Millie: “It’s very tiresome of you, Noel, to upset everything like this. And while we’re on the subject of Aunt Connie, I want to say that I don’t mind your being polite to her, but I do not like your going about with her so much. If you had to ask her here, some other night would have done as well. I’m certain your friend Major Crosby won’t want to meet her.”

Noel: “He won’t mind. Besides, he doesn’t know anything about her. And I had a particular reason for wanting to bring her to-night.”

Gordon: “That’s settled, then. Helen and I will dine here to-morrow night, mother.”

Judy and Noel were amazed at the stand their father had taken.

“I never thought dad had it in him,” Noel said later.

“Influence of morning prayers,” answered Judy. “Father’s always nicest just after prayers.”
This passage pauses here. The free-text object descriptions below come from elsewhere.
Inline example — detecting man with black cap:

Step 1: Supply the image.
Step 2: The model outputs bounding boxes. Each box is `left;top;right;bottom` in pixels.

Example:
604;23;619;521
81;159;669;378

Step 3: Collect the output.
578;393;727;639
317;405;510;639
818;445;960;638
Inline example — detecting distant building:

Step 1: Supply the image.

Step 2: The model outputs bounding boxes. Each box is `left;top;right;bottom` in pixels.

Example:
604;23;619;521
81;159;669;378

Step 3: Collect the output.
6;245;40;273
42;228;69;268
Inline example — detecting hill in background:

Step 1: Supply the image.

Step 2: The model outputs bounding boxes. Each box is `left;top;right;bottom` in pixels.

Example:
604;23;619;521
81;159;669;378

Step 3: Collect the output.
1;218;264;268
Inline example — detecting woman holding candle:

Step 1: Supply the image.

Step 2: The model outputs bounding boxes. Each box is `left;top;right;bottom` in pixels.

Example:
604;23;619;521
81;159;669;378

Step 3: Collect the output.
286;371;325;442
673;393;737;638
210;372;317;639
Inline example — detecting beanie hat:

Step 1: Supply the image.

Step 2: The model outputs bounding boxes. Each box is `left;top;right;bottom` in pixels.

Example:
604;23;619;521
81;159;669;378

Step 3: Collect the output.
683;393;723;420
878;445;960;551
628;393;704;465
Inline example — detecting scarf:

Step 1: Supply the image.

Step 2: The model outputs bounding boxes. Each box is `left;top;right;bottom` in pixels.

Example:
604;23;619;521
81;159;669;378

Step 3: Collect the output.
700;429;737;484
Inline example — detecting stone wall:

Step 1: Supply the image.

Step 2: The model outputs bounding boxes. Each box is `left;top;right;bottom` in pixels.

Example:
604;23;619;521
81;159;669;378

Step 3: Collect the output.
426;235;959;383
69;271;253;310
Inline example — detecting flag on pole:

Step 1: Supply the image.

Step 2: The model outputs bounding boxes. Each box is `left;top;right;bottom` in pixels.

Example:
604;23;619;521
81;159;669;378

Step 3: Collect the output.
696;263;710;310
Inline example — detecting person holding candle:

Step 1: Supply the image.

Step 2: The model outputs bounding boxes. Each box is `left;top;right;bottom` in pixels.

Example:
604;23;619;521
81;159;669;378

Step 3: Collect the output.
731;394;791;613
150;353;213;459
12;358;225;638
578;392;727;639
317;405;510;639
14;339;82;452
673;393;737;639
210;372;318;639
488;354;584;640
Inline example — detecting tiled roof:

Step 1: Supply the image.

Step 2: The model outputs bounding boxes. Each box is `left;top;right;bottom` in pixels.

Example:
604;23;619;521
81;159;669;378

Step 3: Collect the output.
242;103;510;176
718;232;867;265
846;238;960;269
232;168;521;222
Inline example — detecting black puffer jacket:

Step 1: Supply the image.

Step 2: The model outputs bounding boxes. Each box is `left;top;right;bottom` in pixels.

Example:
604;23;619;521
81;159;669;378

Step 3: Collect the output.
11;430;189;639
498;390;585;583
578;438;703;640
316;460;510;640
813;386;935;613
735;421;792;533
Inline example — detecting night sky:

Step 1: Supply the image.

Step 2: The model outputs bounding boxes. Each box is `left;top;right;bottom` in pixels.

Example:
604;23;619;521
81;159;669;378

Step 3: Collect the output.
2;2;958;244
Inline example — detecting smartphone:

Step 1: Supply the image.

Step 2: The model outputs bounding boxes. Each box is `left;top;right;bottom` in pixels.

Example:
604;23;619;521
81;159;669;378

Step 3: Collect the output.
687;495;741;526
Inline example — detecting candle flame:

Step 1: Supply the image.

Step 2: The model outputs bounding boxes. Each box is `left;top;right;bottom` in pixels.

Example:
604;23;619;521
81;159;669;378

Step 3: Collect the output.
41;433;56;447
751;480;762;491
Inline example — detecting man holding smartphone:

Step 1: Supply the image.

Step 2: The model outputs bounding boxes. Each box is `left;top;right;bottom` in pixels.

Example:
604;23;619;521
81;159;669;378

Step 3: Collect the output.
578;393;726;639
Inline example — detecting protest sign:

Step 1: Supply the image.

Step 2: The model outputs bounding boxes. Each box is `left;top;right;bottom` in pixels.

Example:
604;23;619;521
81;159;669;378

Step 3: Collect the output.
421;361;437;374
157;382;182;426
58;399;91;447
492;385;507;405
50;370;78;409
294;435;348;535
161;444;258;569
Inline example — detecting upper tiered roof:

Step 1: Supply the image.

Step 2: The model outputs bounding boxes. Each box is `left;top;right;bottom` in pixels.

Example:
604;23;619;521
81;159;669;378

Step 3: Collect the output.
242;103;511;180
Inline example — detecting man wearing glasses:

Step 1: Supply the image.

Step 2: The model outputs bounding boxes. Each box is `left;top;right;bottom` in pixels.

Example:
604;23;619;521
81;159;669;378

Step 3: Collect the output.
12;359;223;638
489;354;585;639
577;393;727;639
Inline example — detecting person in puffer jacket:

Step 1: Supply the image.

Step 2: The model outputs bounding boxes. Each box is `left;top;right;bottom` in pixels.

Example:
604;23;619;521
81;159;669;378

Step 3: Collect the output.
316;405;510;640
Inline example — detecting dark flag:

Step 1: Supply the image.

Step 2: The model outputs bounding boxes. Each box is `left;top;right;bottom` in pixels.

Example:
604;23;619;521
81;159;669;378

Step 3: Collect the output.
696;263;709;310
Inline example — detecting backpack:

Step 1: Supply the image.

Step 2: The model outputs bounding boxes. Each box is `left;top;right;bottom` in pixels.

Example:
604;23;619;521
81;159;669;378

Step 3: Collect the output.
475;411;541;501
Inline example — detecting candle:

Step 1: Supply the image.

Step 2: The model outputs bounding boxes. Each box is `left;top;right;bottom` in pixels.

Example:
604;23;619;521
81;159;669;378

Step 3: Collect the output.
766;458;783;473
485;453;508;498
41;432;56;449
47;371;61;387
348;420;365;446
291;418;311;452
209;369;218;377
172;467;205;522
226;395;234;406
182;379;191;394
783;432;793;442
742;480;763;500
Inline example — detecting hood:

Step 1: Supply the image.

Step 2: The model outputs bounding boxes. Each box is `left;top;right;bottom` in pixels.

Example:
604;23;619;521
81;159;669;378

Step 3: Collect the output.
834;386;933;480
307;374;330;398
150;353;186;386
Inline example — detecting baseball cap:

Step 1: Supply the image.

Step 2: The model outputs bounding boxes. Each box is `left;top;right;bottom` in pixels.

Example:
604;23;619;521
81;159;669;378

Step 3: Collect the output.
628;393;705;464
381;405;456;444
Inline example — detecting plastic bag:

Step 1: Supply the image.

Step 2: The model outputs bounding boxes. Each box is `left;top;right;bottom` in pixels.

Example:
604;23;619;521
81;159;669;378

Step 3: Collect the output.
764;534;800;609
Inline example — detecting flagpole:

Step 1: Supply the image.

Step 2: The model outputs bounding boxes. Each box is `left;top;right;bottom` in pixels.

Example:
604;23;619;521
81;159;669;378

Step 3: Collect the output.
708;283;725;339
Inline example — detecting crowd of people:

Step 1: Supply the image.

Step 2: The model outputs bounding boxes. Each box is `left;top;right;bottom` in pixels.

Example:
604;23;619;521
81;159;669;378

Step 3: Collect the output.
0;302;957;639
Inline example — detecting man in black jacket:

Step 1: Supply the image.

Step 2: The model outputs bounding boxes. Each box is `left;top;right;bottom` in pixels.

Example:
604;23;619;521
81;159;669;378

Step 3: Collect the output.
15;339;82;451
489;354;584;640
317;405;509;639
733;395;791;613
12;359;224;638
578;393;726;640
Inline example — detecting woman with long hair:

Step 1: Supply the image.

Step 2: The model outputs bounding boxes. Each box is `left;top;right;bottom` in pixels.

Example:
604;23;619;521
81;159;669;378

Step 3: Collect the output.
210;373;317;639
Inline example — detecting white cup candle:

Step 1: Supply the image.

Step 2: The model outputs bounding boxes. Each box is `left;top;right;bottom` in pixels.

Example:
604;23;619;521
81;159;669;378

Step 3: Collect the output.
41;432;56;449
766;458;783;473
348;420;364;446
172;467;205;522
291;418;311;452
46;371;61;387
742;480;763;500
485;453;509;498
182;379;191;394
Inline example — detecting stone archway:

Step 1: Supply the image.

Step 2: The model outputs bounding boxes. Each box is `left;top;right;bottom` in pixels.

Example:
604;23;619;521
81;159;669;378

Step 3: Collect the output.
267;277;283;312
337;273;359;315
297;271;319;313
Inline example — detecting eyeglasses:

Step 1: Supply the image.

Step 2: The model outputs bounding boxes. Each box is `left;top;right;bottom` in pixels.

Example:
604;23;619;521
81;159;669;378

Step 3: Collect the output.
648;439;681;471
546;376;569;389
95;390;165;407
At ten o’clock the maid sought out Noel with the message that Countess Chiozzi was on the telephone and would like to speak to him.

“I lose, I’ll bet,” said Noel to Judy as he left the room.

“Hello, Connie!” he began cheerfully. “How’s my aunt this morning? Feeling better? Good! I was rather a beast yesterday, wasn’t I?”

“Yes, you were,” a rather dejected voice replied. “I hardly slept a wink all night. Noel, it’s … it’s breaking my heart, but I know I can’t give you up. There’s no use.… I can’t.”